While on holiday in the Dodecanese recently I made my way each Sunday to the town’s church to attend the Divine Liturgy according to the Greek Orthodox Rite. As always I was struck by timelessness of this ancient liturgy, of the sense of being caught up into the heavenly places, but also by the differences with the Sunday Liturgy of the Western Rite. As far as liturgy goes there is indeed “a wideness in God’s mercy” as Frederick Faber famously wrote. Here are a few observations based just on two Sundays on one Greek island. I’m afraid I have no idea whether what I experienced was typical, but here goes;
- The Liturgy is offered in the context of a religious monoculture. The Liturgy is the offering of a whole people, of a place, as well as of the Church. On the island where I was staying, there were no other Christian traditions offering different forms of worship alongside. It would simply have made no sense. This was an Orthodox community, and Orthodox was what you got. This meant that the Liturgy was rooted and grounded in its culture in a way which is difficult to appreciate in a pluralistic society like the US, or indeed much of Europe.
- This close identification of the Liturgy with the local culture was visibly embodied in the person and role of the parish priest, in and out of church. The person who as it were guarded the gate of heaven in the liturgy, as he moved between the people and the holy of holies beyond the iconostasis, was the same person, highly visible in his cassock, who every day walked the streets of the village, stopping to talk to all he met, who sat in its cafes, and was prominent among those who gathered at the police station when an incident arose one day involving a boatload of illegal immigrants. This kind of highly visible representative role was familiar to many of us ordained in the 60s in England, but has long since gone.
- Participation in the Divine Liturgy was minimal. People stood, or sat, with great attentiveness, and made the ritual gestures with devotion, but in the main were content to observe the rite and listen to the cantors who sang for them. This is a far cry indeed from the full, conscious and active participation encouraged and expected in the West.
- Likewise there seemed to be no encounter, no real dialogue, between priest and people. The priest faithfully observed the rite, performed the ritual acts and spoke or sang the ritual words, but there was no direct connection made, no eye contact even. The Liturgy went its own majestic way and the people tagged along. They seemed to need no encouraging word, no little clerical ad libs, no lifting of the spirits with humour. They evidently felt supremely privileged simply to be there.
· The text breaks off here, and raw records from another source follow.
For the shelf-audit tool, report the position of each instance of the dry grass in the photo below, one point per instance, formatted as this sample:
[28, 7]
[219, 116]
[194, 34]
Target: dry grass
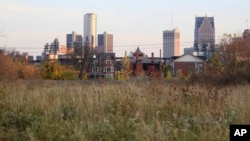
[151, 110]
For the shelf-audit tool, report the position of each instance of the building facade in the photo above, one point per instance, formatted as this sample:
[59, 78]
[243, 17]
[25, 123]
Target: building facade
[204, 36]
[90, 29]
[73, 40]
[105, 42]
[186, 64]
[171, 43]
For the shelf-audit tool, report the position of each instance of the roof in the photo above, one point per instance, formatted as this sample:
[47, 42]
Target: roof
[188, 58]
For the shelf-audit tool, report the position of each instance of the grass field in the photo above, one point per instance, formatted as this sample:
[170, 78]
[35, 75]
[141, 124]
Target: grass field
[136, 110]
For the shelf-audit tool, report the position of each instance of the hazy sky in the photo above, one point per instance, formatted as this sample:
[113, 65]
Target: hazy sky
[29, 24]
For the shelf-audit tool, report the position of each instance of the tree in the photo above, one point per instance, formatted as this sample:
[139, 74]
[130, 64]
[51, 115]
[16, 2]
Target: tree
[54, 71]
[231, 64]
[80, 59]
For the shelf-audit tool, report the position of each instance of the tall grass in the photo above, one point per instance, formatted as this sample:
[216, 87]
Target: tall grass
[151, 110]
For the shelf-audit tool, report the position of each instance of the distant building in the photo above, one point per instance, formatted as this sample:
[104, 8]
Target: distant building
[141, 65]
[105, 42]
[188, 50]
[204, 36]
[73, 40]
[186, 64]
[246, 35]
[171, 43]
[90, 29]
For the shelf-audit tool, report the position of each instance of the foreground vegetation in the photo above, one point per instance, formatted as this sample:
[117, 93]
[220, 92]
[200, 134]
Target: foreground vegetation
[152, 110]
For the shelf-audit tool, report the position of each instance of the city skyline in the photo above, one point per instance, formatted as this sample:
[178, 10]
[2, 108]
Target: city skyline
[28, 24]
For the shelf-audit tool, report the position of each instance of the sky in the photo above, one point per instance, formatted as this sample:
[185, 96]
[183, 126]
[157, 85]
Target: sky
[27, 25]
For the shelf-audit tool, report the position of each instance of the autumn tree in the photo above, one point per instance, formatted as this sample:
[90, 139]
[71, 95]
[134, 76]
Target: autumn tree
[231, 64]
[53, 70]
[80, 58]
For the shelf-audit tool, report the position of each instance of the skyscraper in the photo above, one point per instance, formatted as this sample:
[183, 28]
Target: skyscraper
[90, 27]
[105, 42]
[204, 36]
[171, 43]
[73, 40]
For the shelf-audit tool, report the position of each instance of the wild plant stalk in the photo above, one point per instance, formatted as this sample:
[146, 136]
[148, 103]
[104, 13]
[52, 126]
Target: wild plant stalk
[76, 110]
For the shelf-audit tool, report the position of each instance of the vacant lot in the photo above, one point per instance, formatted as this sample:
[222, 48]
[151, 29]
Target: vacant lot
[138, 110]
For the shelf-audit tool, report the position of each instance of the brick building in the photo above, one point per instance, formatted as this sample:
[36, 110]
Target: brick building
[186, 64]
[141, 65]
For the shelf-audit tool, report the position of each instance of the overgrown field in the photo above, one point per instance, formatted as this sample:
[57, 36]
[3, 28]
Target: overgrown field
[138, 110]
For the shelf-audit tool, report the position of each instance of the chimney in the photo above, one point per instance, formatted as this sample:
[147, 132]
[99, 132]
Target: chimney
[152, 57]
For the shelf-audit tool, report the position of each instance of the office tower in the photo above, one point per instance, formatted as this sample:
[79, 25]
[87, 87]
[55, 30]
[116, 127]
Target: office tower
[246, 35]
[105, 42]
[90, 27]
[171, 43]
[73, 40]
[204, 36]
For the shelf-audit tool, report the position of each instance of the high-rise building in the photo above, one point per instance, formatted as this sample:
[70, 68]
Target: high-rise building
[73, 40]
[171, 43]
[204, 32]
[105, 42]
[90, 27]
[204, 36]
[246, 35]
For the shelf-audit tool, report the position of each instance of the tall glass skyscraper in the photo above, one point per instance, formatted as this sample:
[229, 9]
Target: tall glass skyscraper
[105, 42]
[204, 31]
[90, 29]
[204, 36]
[171, 43]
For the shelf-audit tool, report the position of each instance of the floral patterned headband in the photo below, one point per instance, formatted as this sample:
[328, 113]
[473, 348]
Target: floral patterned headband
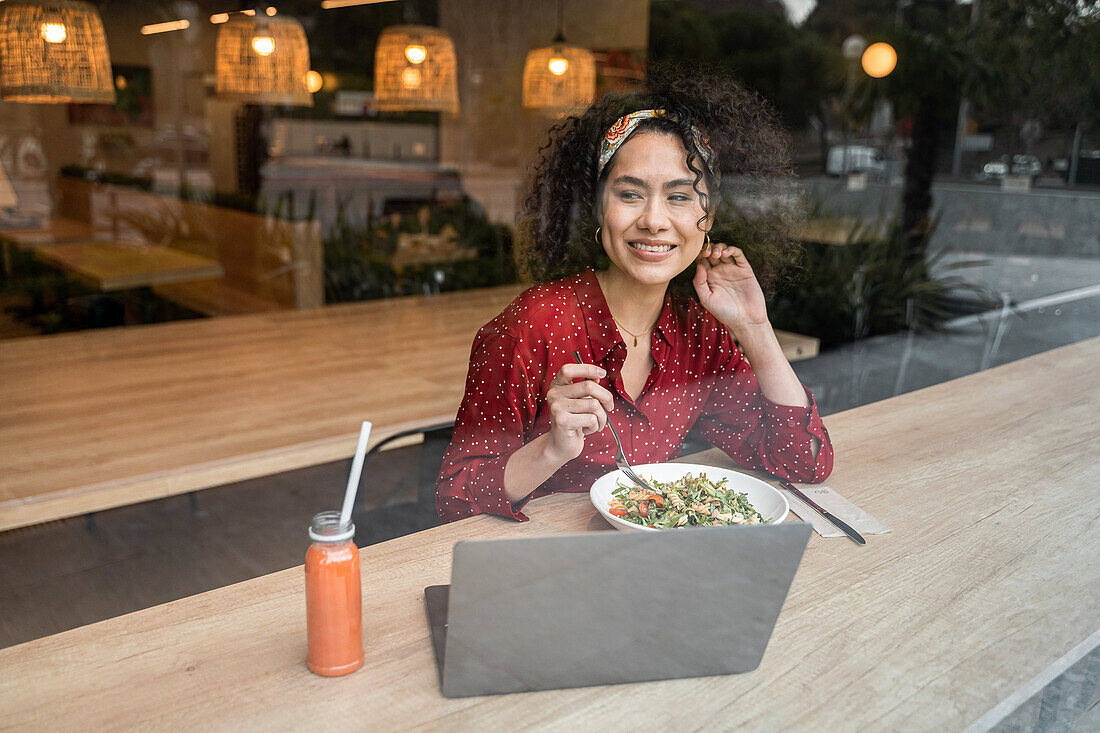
[625, 127]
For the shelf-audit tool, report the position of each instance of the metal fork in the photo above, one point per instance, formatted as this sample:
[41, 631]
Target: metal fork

- Of the congregation of about 60 or so local people, only 3 received Holy Communion, whereas everyone, visitors included, went forward at the dismissal to receive the blessed bread, or antidoron. Although delighted at this gesture of inclusion not customary in the West, I was saddened to think that here was exhibited that evasion of direct encounter with the Holy, historically common to both West and East. At various periods of our history, Roman Catholic, Anglican and Protestant communions have each found ways of spurning the gracious gift of God with barriers and prevarications of our own making. It was a pity, though perhaps also a little reassuring, to find that in this respect at least East and West were exactly the same.